Donc le 91 est une magnifique réussite dixit l'augure Michel Bettane. Hélas, il y a peu de bouteilles, seulement un tiers d'une vendange normale. Déjà le 1985, 1986, 1988, 1989 et 1990 possédaient une belle matière, une solide structure, « un volume extraordinaire » a noté l’œnologue maison Jacques Boissenot tels qu'on peut les attendre des vins de Listrac. Dans ce secteur du Médoc, à l'écart de la D2, la route des grands crus, les vins sont mâles, charpentés, plus sérieux que frivoles. Ils emplissent bien la bouche et ils ont de bonnes capacités à se bonifier. Ce sont, par excellence, des vins de repas, à marier avec les viandes rouges, le bœuf en rôti, l'agneau escorté de cèpes, le canard en salmis et les petits gibiers.

En S'attachant pendant une dizaine d'années à faire revivre le domaine et le vin de Clarke, plus deux autres crus mitoyens, le Baron Edmond a repris la tradition médocaine de sa famille, initiée par le Baron Nathaniel, acquéreur de Mouton en 1853 et par son cousin le Baron James, acquéreur de Lafitte en 1868.

Les Rothschild, jusqu'à ces dernières années, n'ont eu d'attaches que médocaines. Jamais ils n'ont franchi le fleuve pour investir à Saint-Émilion, Pomerol ou en Sauternais, sauf depuis que le Baron Éric a orienté les acquisitions vinicoles de la famille (côté Lafitte) vers les châteaux Evangile et Rieussec. Une extension du patrimoine rothschildien.
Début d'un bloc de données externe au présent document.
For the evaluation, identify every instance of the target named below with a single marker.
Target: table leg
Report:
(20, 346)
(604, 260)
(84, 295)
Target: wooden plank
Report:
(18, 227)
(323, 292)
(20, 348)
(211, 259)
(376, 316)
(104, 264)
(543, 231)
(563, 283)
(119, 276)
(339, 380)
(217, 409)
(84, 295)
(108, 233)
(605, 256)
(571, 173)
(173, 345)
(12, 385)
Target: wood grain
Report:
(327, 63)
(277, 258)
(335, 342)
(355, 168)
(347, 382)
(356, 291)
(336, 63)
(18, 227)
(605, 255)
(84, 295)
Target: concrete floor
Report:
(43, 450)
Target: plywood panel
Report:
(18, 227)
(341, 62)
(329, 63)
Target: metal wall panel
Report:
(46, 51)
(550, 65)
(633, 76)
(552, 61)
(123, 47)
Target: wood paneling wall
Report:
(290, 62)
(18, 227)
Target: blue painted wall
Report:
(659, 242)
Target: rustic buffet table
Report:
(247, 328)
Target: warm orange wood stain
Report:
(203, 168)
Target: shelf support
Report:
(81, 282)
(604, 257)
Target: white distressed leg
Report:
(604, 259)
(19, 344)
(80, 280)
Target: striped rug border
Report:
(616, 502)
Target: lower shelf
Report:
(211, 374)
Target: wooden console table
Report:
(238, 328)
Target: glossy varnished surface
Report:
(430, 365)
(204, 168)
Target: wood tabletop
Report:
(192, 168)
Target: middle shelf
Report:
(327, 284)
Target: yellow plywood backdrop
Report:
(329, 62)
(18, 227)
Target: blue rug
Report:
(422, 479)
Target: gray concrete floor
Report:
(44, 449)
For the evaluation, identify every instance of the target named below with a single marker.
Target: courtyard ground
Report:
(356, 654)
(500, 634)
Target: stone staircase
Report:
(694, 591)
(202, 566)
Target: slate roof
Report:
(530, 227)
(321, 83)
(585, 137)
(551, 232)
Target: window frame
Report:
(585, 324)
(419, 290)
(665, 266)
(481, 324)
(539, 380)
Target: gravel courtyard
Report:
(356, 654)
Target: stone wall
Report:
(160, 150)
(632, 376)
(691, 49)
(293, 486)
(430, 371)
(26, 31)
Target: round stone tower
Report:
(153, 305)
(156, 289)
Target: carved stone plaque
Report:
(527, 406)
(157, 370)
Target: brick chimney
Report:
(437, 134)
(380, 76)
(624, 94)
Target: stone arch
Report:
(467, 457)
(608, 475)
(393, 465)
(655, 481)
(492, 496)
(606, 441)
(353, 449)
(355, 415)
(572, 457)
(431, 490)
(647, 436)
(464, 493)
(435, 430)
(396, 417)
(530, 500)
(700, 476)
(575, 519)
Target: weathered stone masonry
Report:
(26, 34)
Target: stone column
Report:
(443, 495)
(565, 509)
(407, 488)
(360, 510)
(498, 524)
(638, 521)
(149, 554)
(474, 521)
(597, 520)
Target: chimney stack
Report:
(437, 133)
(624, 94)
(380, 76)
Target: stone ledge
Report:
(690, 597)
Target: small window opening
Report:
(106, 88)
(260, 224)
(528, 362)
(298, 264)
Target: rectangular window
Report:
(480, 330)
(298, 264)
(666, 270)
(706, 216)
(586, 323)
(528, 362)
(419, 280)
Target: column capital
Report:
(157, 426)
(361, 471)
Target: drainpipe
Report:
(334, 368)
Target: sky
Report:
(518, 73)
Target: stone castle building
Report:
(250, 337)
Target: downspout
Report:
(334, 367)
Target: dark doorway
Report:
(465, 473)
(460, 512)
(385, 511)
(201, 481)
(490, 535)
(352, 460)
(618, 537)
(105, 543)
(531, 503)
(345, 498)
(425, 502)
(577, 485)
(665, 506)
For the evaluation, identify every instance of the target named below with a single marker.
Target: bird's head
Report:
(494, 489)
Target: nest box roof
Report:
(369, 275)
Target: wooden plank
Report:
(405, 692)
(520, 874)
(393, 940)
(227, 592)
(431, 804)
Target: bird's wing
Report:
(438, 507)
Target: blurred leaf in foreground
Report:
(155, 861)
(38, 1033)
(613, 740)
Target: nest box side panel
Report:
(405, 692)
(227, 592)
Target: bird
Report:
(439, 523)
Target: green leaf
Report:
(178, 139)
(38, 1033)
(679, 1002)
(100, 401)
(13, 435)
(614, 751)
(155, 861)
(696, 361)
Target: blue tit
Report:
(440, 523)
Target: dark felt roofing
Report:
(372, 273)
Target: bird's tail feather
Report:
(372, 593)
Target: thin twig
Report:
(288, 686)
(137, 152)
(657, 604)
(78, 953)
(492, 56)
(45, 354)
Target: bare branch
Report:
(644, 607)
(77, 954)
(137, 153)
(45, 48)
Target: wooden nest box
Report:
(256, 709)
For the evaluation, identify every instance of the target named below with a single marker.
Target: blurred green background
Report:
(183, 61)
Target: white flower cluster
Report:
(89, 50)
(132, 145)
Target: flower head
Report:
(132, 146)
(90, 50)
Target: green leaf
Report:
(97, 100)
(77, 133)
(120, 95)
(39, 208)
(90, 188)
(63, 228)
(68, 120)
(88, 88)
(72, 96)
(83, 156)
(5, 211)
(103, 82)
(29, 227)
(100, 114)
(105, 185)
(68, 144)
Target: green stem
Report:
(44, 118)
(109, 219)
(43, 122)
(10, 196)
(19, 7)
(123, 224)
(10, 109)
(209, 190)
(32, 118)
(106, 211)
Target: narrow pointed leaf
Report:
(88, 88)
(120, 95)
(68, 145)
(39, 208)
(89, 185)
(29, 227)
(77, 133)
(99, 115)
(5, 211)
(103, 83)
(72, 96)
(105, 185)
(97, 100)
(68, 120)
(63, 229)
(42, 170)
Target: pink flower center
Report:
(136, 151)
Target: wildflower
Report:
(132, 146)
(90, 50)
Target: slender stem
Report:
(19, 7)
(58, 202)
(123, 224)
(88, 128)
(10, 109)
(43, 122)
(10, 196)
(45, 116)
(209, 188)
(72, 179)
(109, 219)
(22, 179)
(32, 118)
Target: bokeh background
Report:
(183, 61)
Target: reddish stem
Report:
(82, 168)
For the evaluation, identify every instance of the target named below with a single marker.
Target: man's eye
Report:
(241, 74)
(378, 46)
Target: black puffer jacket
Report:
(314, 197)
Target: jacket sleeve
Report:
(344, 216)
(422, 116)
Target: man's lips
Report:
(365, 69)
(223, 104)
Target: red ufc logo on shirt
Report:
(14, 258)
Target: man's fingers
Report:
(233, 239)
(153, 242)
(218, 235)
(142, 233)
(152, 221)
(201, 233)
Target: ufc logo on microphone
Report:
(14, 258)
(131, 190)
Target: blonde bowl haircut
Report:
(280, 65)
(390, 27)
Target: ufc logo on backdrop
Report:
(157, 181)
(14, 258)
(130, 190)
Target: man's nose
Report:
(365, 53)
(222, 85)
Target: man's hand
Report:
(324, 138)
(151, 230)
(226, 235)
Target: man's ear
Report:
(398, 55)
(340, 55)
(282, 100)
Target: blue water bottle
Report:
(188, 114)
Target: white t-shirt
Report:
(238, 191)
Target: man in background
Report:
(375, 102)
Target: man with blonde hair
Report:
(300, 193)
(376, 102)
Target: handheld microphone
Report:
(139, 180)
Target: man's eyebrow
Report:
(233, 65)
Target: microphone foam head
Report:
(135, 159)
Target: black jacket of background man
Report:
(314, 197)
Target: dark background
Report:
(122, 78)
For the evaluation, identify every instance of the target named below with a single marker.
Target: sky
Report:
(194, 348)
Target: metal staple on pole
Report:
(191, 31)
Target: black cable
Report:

Le goût, le penchant net des barons banquiers pour le Médoc s'expliquent par le caractère de ces vins de garde. Les Rothschild ne font pas des vins pour la consommation immédiate, même si les amateurs d'aujourd'hui affichent des tendances nettes à déguster des Médocs plus jeunes, de cinq à huit ans.
C'est ce qui se passe pour Clarke : les vins ont besoin de ce laps de temps, étalé sur une demie décennie, pour s'affiner et dévoiler arômes et saveurs. Et un charme lent à apparaître car la charge des cabernets est là, emprisonnant le vin. Le temps seul peut atténuer les rudesses du tanin, garant de la longévité. Nul doute que dans l'esprit du Baron Edmond, l'œuvre entreprise à Clarke doit être poursuivie par son fils Benjamin 29 ans. Le baron vigneron ne travaille pas pour une récompense immédiate, bien que la réussite incontestée du 91, après la belle tenue des derniers millésimes, soit plus qu’encourageante.

Pour affiner le vin, pour maîtriser mieux la sélection des bonnes cuves - seule loi de la réussite - le Baron et Jean-Claude Boniface vont sortir un second vin, les Granges de Clarke. Une nécessité. A quand les premières bouteilles ? Trop tôt pour le dire. Mais la mise en valeur du terroir et du cru a pris un nouvel essor. Le domaine de Clarke tient son rang dans le peloton de tête des crus bourgeois du Médoc.